Mick seems to settle into his new position fairly well, despite witnessing a car accident on his way up to his destination - he is warned by the police attending that he will be charged with manslaughter if he wishes to make a statement. This is an early sign that he will be given a rough time by those in power, whether they be the cops or the government as none of them escape with reputation intact after this film has had its way with them. After a night out at an incredibly seedy working men's club, Mick gets to bed his landlady and everything's coming up roses as far as he's concerned.

But then, the next morning, he receives a telephone call from London telling him to venture up to Scotland. Unfortunately on the way there he gets lost and winds up at a top secret government base where he is arrested by the guards there and taken for interrogation. The undercurrent of menace running through the film erupts at various stages, as here when Mick is tortured into giving a confession about something he knows nothing of.
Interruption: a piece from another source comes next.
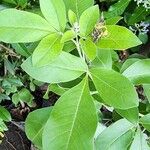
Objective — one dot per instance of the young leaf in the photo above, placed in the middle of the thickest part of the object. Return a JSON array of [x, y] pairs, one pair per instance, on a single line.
[[67, 36], [118, 38], [78, 6], [65, 67], [89, 48], [139, 141], [117, 136], [88, 20], [73, 121], [48, 49], [138, 15], [139, 72], [115, 89], [55, 13], [145, 121], [103, 59], [4, 114], [22, 27], [131, 114], [35, 123], [117, 9]]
But his bacon is saved by an emergency at the base (it explodes!) and he is sent off on another experience to drain his reserves of cheery optimism.

As this lasts three hours, there are many experiences to be packed in, and all of them are memorable, not least because the same actors reappear throughout the film in different guises. This can be highly amusing, as when Arthur Lowe is not only the coffee businessman, but a shady hotel owner and most remarkably a black President of an African state. And Alan Price's songs are heard to comment on the action, while he shows up as himself to give Mick a lift after he escapes from a medical institute (what he sees there is one of the most bizarre and shocking moments in British film). Helen Mirren is the object of Mick's desire, an heiress who can't understand why Mick wants to be wealthy while he can't understand why not. O Lucky Man! is rich with incident and subtext, yet chiefly it's engrossing as an example of the kind of film hardly anyone dares to make - the fact that it entertains and provokes so often is testament to its creators.